International Journal of Cancer
Volume 110, Issue 5, pages 751–755, 10 July 2004
How to Cite
Grote, H. J., Schmiemann, V., Kiel, S., Böcking, A., Kappes, R., Gabbert, H. E. and Sarbia, M. (2004), Aberrant methylation of the adenomatous polyposis coli promoter 1A in bronchial aspirates from patients with suspected lung cancer. Int. J. Cancer, 110: 751–755. doi: 10.1002/ijc.20196
- Issue published online: 11 MAY 2004
- Article first published online: 16 MAR 2004
- Manuscript Accepted: 19 JAN 2004
- Manuscript Revised: 8 DEC 2003
- Manuscript Received: 26 SEP 2003
- lung cancer;
- real-time PCR
Promoter hypermethylation is a major mechanism for gene silencing and offers a promising starting point for developing molecular biomarkers. The purpose of our study was to determine aberrant methylation of the adenomatous polyposis coli (APC) gene promoter 1A with respect to its prevalence and quantitative level in bronchial aspirates from patients with suspected lung cancer. Applying quantitative methylation-specific PCR, 155 bronchial aspirates from patients with non-small cell cancer (NSCLC) and small cell cancer (SCLC) of the lung as well as 67 bronchial aspirates from patients diagnosed for nonneoplastic lung disease were examined in a retrospective case-control study. Aberrant APC promoter 1A methylation was seen in 71% of NSCLCs, 38% of SCLCs and 42% of patients with nonneoplastic lung disease, being therefore not specific for the presence of primary lung cancer.
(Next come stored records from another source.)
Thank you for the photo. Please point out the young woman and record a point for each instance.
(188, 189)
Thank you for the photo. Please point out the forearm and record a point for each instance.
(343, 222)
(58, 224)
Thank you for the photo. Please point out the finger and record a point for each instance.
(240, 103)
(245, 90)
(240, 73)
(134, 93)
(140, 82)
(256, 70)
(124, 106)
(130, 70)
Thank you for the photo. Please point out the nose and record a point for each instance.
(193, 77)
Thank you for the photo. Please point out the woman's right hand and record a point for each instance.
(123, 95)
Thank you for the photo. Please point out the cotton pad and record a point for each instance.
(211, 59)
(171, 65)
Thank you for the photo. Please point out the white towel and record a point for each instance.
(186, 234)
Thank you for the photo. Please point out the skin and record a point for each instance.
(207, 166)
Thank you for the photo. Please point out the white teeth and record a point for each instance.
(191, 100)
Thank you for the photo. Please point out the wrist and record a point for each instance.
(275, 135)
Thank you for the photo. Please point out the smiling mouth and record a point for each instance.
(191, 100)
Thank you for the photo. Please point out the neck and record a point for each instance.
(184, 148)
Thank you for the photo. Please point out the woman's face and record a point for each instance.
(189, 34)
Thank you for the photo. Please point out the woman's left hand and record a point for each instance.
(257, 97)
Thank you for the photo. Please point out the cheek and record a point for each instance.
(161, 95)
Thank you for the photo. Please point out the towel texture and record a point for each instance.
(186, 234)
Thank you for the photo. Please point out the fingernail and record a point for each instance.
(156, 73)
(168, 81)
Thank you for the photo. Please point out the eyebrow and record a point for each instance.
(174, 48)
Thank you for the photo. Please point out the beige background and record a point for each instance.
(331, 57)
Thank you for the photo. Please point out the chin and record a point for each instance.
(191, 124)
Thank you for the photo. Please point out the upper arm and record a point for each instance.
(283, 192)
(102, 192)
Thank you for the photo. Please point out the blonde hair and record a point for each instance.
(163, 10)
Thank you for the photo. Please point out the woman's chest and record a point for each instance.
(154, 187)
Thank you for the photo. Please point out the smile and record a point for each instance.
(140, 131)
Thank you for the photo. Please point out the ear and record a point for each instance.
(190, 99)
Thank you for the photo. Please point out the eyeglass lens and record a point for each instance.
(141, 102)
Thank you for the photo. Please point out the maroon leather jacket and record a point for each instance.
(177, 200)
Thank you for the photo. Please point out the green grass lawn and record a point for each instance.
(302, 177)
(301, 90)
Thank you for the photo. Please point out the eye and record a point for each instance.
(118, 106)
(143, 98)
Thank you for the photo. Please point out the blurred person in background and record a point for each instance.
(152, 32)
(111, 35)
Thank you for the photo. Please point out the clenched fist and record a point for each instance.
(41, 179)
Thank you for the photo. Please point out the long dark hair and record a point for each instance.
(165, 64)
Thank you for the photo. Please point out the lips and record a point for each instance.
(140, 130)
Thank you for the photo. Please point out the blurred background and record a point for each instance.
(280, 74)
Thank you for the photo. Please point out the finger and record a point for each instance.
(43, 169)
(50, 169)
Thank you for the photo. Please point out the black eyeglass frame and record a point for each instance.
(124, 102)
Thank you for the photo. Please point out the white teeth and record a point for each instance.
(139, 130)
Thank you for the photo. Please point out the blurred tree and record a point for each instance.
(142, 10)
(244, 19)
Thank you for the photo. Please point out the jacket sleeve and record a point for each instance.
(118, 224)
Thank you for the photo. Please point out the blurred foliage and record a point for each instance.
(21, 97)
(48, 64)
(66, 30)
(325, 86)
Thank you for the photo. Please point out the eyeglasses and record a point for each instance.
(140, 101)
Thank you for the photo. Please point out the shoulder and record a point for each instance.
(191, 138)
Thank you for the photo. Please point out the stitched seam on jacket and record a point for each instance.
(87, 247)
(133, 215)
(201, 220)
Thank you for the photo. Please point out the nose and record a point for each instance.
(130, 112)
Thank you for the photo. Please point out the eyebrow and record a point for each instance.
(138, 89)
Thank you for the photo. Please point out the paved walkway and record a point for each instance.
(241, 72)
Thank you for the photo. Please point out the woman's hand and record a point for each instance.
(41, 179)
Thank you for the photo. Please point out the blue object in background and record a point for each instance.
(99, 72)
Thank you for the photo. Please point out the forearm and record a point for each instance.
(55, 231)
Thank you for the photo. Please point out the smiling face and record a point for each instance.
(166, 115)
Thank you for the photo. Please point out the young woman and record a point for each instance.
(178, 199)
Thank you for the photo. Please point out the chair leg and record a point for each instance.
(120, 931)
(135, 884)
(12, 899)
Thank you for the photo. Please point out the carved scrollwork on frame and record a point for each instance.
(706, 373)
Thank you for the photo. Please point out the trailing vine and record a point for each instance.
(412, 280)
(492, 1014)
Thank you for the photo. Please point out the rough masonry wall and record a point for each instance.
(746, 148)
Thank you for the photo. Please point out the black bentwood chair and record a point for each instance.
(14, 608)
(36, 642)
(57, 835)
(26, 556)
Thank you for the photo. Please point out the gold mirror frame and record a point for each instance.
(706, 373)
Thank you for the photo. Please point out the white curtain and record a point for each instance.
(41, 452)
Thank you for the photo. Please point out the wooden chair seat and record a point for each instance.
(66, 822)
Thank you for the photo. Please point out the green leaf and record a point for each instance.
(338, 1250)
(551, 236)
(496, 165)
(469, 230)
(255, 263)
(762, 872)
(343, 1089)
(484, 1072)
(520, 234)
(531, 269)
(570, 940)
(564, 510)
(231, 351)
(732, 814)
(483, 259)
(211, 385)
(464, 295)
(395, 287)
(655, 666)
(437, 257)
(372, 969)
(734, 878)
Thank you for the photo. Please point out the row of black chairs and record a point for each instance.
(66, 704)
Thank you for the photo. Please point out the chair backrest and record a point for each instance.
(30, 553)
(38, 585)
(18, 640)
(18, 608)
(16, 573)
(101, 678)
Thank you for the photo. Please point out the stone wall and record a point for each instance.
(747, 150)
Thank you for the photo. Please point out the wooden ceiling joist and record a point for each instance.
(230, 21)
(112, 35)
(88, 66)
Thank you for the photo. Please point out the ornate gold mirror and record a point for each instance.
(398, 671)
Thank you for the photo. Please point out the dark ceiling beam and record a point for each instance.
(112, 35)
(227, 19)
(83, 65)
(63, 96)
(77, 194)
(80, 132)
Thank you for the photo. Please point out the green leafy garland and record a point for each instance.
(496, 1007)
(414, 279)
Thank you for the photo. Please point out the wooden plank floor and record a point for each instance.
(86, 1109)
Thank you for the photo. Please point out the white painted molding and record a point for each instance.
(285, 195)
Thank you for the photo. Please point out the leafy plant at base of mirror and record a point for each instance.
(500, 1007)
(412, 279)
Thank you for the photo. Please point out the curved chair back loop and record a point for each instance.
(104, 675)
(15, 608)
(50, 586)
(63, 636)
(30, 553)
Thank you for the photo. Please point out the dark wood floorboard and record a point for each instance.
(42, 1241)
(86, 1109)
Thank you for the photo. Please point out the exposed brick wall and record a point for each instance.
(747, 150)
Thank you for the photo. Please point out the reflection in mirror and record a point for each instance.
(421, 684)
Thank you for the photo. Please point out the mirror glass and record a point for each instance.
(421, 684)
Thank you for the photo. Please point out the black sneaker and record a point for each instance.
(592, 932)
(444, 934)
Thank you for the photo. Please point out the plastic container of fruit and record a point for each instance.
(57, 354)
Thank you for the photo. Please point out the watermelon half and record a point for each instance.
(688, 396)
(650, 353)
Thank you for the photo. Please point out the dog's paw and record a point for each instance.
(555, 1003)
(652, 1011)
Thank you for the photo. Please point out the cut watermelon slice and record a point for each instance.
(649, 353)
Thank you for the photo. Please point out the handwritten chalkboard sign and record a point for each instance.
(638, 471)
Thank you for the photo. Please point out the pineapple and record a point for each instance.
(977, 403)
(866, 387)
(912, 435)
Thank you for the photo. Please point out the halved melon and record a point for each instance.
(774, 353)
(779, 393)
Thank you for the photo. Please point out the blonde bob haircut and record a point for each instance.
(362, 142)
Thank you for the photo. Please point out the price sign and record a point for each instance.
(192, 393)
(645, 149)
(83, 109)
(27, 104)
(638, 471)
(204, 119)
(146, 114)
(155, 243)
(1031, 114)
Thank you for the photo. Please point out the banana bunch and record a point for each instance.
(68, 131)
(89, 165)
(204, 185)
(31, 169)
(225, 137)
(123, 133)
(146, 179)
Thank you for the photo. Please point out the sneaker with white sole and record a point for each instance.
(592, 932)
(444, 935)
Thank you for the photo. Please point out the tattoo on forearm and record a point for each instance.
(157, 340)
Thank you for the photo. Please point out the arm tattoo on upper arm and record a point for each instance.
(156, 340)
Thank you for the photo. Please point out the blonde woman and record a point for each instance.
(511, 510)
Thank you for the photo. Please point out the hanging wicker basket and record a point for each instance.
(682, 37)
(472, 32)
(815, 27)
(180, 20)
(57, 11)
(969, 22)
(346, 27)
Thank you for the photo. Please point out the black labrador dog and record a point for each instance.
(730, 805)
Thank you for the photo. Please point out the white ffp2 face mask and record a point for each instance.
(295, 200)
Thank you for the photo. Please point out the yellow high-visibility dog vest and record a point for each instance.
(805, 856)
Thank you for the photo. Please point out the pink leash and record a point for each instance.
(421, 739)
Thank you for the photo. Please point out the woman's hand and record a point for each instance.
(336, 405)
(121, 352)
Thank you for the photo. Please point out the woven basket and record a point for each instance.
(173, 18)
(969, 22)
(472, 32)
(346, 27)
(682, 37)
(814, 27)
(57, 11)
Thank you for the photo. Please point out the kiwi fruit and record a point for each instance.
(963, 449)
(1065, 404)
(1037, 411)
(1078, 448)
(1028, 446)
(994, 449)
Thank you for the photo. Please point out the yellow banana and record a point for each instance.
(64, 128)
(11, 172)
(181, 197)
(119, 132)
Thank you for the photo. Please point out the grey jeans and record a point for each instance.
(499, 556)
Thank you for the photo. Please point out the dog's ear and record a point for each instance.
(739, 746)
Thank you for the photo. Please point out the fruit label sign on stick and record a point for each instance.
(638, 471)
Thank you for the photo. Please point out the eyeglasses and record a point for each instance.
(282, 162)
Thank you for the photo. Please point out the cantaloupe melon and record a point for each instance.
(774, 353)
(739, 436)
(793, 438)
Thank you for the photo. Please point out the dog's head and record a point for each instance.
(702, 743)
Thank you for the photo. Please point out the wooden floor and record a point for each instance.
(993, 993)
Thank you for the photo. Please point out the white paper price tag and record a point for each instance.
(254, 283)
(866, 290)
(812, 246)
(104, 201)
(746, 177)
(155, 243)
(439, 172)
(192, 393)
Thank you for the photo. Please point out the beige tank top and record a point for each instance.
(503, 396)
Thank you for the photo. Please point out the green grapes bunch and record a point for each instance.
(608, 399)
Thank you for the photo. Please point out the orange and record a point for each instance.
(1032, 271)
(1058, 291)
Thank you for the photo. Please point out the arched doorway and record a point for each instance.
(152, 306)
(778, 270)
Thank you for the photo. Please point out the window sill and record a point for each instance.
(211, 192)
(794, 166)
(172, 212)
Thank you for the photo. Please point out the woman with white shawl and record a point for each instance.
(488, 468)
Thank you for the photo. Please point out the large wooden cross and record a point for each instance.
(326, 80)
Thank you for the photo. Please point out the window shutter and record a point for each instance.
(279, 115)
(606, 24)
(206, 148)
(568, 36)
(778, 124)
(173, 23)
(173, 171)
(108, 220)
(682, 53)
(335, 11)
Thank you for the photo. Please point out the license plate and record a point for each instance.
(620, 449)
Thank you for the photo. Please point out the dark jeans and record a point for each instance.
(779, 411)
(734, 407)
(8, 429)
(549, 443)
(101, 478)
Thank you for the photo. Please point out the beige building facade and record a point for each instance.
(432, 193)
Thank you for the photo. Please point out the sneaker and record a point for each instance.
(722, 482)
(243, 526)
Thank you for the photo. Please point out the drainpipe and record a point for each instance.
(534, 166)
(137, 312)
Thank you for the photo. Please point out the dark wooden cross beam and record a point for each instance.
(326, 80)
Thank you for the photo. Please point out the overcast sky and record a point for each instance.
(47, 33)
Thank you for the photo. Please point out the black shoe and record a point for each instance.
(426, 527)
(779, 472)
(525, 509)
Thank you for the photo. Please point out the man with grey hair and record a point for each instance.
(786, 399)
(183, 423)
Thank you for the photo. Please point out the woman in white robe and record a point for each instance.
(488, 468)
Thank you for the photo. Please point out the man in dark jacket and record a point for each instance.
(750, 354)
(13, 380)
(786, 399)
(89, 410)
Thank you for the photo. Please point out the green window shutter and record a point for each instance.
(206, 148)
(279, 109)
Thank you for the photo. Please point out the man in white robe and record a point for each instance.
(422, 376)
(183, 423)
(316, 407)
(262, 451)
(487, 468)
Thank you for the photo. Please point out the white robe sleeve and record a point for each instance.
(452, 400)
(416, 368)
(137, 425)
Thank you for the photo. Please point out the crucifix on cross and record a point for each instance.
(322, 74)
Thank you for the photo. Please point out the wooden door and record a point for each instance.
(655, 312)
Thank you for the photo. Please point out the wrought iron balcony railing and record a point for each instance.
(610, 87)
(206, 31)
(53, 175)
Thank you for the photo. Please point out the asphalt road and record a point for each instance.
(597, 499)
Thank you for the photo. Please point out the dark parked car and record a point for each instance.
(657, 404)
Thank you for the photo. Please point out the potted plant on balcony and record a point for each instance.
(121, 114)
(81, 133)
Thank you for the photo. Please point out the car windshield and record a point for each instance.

In contrast, quantitative analysis showed a significantly higher methylation level of bronchial aspirates from NSCLC as compared to patients without neoplastic lung disease. Introducing a cutoff point that defined high level of APC hypermethylation NSCLC could be discriminated from cases without neoplastic disease with a specificity of 98.5% and a sensitivity of 39%. The data suggest that quantitative analysis of APC hypermethylation may serve as a biomarker of primary lung cancer. © 2004 Wiley-Liss, Inc.